Même si mes posters d’adolescente ne sont plus aux murs, même si mes t-shirts ne traînent plus par terre et que plus aucune pile de bouquins ne menace de s’effondrer à côté du lit, c’est toujours ma chambre. Tout mon joyeux bordel, celui qui a rempli un nombre ahurissant de cartons pour une si petite pièce, je l’ai emmené avec moi. Les murs ont été repeints, les meubles changés et on pourrait presque croire que cette chambre n’a jamais été occupée que par des invités. Mais, si nets et bien rangés qu’ils soient, ces quelques mètres carrés restent les miens, là où pendant dix ans j’ai dormi, rêvé, grandi.

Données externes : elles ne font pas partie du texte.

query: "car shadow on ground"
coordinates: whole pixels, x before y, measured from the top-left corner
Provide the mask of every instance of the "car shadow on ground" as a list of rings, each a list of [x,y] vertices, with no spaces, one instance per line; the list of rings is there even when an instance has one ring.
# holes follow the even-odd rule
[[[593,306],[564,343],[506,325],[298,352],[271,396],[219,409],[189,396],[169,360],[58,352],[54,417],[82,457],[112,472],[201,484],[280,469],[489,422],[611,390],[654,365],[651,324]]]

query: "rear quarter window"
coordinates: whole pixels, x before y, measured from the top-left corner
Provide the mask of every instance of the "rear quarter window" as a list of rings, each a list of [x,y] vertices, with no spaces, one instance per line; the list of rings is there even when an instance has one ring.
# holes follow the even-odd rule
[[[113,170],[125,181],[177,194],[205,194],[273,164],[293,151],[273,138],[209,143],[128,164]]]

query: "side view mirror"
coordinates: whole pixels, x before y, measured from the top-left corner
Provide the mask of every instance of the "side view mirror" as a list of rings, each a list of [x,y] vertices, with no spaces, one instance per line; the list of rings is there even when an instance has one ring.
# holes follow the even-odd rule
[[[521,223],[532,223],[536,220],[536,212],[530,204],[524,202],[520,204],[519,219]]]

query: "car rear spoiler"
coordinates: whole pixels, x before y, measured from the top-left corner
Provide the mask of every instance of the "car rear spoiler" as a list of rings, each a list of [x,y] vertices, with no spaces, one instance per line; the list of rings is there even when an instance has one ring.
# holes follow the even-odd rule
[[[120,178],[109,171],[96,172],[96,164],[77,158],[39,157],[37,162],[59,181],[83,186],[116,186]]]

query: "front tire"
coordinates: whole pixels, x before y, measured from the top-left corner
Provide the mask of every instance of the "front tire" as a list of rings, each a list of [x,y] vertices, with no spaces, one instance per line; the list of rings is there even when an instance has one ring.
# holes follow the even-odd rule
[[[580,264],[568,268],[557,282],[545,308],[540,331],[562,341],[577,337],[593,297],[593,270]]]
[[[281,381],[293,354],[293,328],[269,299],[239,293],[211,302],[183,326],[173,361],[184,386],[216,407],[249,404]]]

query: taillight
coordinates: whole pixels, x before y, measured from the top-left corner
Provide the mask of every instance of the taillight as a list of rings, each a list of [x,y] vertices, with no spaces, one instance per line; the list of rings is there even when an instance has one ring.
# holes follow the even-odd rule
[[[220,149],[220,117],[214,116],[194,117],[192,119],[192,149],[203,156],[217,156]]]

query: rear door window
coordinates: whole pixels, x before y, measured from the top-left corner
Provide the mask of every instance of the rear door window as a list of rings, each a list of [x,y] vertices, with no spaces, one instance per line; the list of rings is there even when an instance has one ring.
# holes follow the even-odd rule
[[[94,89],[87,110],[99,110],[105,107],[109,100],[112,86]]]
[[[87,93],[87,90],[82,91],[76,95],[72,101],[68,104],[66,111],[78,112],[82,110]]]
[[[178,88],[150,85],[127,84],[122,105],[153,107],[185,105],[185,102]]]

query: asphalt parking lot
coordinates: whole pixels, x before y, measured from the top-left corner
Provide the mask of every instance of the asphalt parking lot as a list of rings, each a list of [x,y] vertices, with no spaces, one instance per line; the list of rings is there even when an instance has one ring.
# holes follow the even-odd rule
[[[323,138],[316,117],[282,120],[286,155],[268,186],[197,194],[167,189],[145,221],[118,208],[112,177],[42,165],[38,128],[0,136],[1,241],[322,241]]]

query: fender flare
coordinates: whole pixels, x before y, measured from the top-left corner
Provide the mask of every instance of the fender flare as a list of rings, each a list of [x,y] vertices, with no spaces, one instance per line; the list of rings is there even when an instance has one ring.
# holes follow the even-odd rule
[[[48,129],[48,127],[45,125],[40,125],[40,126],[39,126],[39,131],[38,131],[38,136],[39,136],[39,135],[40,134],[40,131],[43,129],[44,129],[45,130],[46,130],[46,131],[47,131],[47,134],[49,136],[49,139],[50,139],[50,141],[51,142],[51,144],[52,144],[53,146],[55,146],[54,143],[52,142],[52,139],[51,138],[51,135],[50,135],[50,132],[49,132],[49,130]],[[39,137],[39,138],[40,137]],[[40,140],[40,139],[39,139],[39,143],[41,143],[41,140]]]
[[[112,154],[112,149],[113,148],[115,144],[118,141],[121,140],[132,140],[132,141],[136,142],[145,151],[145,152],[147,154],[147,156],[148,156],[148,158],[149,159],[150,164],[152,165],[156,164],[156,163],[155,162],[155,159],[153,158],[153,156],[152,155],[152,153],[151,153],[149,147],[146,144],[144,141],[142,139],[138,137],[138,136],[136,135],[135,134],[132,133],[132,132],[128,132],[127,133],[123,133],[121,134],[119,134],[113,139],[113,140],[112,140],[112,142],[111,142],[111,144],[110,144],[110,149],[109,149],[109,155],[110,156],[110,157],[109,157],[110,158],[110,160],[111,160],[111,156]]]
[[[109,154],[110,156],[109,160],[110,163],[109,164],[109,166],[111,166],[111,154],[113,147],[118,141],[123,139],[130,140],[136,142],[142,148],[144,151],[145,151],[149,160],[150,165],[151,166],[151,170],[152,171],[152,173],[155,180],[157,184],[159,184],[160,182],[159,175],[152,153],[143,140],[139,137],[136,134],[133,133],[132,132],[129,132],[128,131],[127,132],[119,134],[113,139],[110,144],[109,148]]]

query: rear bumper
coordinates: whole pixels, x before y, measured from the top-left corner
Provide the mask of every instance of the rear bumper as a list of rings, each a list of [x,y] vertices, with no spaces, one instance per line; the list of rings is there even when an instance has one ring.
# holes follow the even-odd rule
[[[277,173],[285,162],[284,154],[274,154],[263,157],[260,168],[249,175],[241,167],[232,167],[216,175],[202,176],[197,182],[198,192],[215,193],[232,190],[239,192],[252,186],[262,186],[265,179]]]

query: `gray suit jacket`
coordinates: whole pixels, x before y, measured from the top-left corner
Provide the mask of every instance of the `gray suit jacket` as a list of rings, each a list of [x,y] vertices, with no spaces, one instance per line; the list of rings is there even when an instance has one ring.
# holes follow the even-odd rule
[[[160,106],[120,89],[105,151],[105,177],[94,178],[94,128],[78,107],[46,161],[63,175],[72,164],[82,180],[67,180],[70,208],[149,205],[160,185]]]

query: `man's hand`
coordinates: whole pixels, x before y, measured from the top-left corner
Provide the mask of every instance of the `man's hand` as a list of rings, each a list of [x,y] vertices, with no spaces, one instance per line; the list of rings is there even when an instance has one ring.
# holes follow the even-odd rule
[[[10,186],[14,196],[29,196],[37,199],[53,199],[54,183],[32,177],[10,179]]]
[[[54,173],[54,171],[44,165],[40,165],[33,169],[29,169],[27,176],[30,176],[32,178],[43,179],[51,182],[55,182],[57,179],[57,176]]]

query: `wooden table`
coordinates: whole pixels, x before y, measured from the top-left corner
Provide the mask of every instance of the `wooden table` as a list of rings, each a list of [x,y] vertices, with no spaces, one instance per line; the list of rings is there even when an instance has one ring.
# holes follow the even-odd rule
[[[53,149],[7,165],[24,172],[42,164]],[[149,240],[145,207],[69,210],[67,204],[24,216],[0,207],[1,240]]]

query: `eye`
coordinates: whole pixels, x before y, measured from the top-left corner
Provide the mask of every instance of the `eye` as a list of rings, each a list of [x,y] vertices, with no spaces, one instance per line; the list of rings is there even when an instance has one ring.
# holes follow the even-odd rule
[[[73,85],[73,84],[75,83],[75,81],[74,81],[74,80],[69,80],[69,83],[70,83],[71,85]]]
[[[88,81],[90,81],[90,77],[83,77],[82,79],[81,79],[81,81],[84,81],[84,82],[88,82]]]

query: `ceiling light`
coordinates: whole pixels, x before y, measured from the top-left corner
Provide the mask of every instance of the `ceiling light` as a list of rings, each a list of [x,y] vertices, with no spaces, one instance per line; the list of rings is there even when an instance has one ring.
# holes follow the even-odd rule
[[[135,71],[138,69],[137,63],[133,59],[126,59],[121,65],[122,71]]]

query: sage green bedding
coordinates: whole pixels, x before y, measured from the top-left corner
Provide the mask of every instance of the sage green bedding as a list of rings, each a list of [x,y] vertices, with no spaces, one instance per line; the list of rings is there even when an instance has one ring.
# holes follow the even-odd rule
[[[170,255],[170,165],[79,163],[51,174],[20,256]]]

Là où j’ai lu des milliers de pages et où j’en ai noirci quelques dizaines. Là où j’ai ri beaucoup, pleuré parfois, aimé sans compter. Maintenant, je dors, je rêve et je continue à grandir, mais ailleurs, à une poignée de kilomètres. Parfois, je reviens et même si je n’habite plus là, je connais toujours par coeur les marches qui craquent quand je descends chercher quelque chose à grignoter au milieu de la nuit. Je reste la seule qui sait fermer la porte sans faire de bruit malgré la poignée récalcitrante. La lumière du jour filtre encore à travers les volets et le radiateur continue à gargouiller. Le temps file si vite que mes souvenirs n’ont plus le temps de s’effacer. Je me repasse le film à l’envers, pour voir jusqu’où je peux remonter, pour mettre le doigt sur le moment où les images commencent à devenir floues. Le choc de la chambre vide, le déménagement, la fac, le lycée, le collège, l’emménagement, la visite de la maison. « Là, ça sera ma chambre ». Je me souviens de tout. Comme si c’était hier.

Posted in Blabla on mardi 9 février 2010 by klaims

Je passe ma vie à (me) poser des questions. Pour apprendre, pour comprendre, pour y voir un peu plus clair dans le monde qui m’entoure. Et puis par curiosité aussi. Quand j’étais petite, je harcelais mes parents de « pourquoi » façon poupées russes. Rapidement, j’ai aussi voulu savoir « quand » et « où » parce que quand même, le contexte, c’est important. Mais en grandissant, ce qui m’a fascinée plus que tout le reste, c’est « comment ». Les rouages, les mécanismes, la manière dont les choses sont construites et la façon dont elles fonctionnent.

Pendant mes études, j’ai toujours pu dire, à peu près, dans quelle direction j’allais. Malgré quelques hésitations, quelques  changements de cap, je suivais un itinéraire relativement bien tracé. Aujourd’hui, j’aperçois le bout de cette route et au-delà, des centaines de voies possibles. Je me pose toujours des tonnes de questions, parce que c’est ce qui m’aide à avancer, mais lorsque je me demande ce que je ferai dans six mois, pour la première fois de ma vie, je n’ai pas la réponse. Et je crois que j’adore ça.

Posted in Blabla on samedi 6 février 2010 by klaims

Parmi tous les jobs que j’ai connu, celui qui m’a apporté le plus de satisfaction est de loin mon boulot de peintre. Loin des chiffres de vente de la collection printemps-été, du nombre de cartes de fidélité distribuées, des objectifs de menus best-of à écouler, je me retrouve seule face à mes pinceaux et mes pots de peinture. Et il me suffit de regarder autour de moi pour mesurer l’avancée du chantier et la somme de travail qu’il reste à abattre. Rien n’est plus gratifiant que d’avoir sous les yeux le résultat concret de ce qu’on a accompli.

En ce moment, je termine un autre genre de chantier. Un sur lequel je travaille toute seule. Il me prend pas mal de temps et parfois je rencontre des difficultés. Il a stagné pendant longtemps. Les fondations étaient là pourtant, et même une partie du gros oeuvre mais j’avais du mal à savoir ce que je voulais pour les finitions. Et puis il y a quelques mois, j’ai décidé de prendre les choses en main et depuis, ça avance à grands pas. Je ne sais pas dans combien de temps j’aurai fini et quand j’y pense, je crois que c’est le genre de chantier qu’on ne termine jamais complètement. Mais en tout cas ça ressemble de plus en plus à ce que je voulais et je crois que j’en suis fière.